I only performed riffles, and captured a deck image after every single riffle. In the example sequence included with the repo, there are 8 images of decks, for a total of 7 riffles between the first and last deck. The image above is of the first deck, before any shuffles.
Segmentation
The next task was to segment a deck image into individual cards. I used segment-anything for this purpose. I worked on a cpu-only machine, so I used the smallest model along with a scaled-down image. The model segmented cards very well, but could also generate spurious segments.

I got rid of unwanted segments with some simple filtering (such as expected card area and aspect ratio). This worked because I used a fixed set of playing cards, and tried to capture consistent deck images. I often captured a couple of images of the same deck, and chose one on which segmentation worked.

Classification
Once I had card segments, I used
open_clip for labeling the cards.
Based on some
evaluation
(see the final deck accuracy column in the linked csv), the (SigLIP, webli)
models stood out as having very good performance, without any prompt
engineering. Perhaps the webli dataset includes playing cards, but I didn't
confirm.
Predictions were correct for cards that were clearly visible, such as the 3h
card
shown below. I took deck images on a phone, and cards near the edges were
consistently blurry. The SigLIP model I used often did well labeling even
these, such as the 6h
card.

I used the classification output as a seed to manually annotate the decks. Classification was pretty good (average accuracy 97% on the 8 example images) which simplified this step.
Permutation stats
With the annotation files in place, I could get an informal picture of shuffle quality. My example sequence of shuffles was far from perfect.
I found looking at permutation matrices to be helpful. A permutation matrix is
a matrix of zeros and ones that maps a source sequence to a permutation. In all
the matrices shown, the source was the starting deck (20251008_01). The three
images below are the permutation matrix after 1, 2, and 3 riffles. In other
words, they map deck 1 to 2, 3, and 4.

- After 1 riffle, the matrix has 2 clear diagonals, corresponding to the cards in the left and right hand. It shows that I tended to drop groups of 3-4 cards at once.
- After 2 riffles, the matrix interestingly has 4 diagonals.
- After 3 riffles, the pattern of doubling diagonals is less convincing.
Shuffle 6, between decks 6 and 7, was so bad that it isn't even a riffle. I tried to follow the riffle with a bridge, but fumbled, and undid most of the riffle. Perhaps my sequence of 7 riffles is effectively only 6.

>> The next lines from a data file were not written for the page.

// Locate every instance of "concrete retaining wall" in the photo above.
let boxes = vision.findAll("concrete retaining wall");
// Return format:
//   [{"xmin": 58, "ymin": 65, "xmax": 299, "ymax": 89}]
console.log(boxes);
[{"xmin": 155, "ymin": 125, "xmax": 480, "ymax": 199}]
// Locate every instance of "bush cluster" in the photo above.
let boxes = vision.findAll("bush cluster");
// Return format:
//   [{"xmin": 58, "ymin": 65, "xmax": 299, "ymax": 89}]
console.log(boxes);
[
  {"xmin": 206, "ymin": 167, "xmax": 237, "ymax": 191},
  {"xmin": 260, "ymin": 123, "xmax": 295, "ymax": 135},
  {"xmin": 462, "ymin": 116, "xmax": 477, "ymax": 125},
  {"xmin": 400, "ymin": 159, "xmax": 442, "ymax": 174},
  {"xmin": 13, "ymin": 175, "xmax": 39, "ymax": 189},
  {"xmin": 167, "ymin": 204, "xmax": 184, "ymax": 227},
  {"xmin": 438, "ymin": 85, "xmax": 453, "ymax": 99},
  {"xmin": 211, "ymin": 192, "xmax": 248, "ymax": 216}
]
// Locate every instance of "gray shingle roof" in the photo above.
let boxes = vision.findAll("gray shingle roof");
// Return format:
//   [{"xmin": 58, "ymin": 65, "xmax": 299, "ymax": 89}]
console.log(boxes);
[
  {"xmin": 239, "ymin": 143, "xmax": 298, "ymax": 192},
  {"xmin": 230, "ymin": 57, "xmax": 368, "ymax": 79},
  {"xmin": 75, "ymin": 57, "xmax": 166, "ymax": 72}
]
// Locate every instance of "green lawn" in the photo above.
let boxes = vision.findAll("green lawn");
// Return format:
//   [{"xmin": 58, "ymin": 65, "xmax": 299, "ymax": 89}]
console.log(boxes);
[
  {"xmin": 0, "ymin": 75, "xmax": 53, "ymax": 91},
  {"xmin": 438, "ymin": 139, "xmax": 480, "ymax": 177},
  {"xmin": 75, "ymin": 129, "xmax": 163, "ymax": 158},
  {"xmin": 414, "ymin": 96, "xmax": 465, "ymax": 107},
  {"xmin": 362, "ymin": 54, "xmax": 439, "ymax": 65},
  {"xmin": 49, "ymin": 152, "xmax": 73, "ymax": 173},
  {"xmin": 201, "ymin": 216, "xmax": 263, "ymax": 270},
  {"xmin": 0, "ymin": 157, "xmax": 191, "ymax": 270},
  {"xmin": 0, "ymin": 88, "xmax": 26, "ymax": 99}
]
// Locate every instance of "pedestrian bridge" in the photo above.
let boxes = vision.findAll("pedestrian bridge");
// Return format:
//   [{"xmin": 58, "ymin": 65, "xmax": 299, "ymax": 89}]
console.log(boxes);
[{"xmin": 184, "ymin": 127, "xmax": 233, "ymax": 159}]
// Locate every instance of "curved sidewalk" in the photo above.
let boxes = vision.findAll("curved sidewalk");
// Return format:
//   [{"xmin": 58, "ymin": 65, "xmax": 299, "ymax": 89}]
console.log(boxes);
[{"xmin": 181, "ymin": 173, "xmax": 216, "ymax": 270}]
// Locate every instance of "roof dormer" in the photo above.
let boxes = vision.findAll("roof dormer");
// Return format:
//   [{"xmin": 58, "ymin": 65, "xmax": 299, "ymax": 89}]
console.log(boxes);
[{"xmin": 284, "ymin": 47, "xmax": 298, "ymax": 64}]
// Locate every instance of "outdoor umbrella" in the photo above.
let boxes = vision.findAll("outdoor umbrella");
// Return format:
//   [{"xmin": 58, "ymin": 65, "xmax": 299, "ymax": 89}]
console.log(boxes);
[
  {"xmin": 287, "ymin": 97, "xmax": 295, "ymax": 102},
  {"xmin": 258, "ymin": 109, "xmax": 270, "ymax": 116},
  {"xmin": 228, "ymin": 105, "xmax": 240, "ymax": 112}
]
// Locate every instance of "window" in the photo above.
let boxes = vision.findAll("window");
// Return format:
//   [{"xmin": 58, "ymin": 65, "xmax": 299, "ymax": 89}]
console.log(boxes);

The overall permutation matrix, between decks 1 and 8, looks pretty scattered, although a diagonal bias possibly still remains.

In a permuted sequence, a pair of elements is inverted if their order is
flipped, relative to the source sequence. For a deck of 52 cards, the expected
number of inversions for a uniform random permutation is 52 * 51 / 4 = 663.
The number of inversions in my sequence of shuffles (relative to the starting
deck) is below.
281, 452, 583, 618, 696, 740, 714
I don't have anything as principled as confidence intervals, but 714 seems
far enough from 663 to suggest that my riffle shuffle needed more practice.
Conclusion
At the start of the project, I thought I would learn about random permutation statistics. Instead, I spent time working with zero-shot models for segmentation and classification, which to their credit worked very well.
The limiting factor for more statistics was data collection effort. In the final state of my code and workflow, it took me more than a couple of hours to capture, annotate, and inspect a sequence of 7 riffles, or 8 decks. I didn't have enough data instances to look into questions like the following.
- A hypothesis test for uniform random shuffles, including a consideration of alternatives and error rates. The wikipedia page on Random permutation statistics is a starting point.
- Correlation statistics between successive shuffles, which are not independent samples from a distribution.
- Exploring whether 6 riffles is enough, another result mentioned on the wikipedia entry on riffle shuffles.
I concluded this project once it became more fun, and practice, to shuffle in service of an actual game of cards.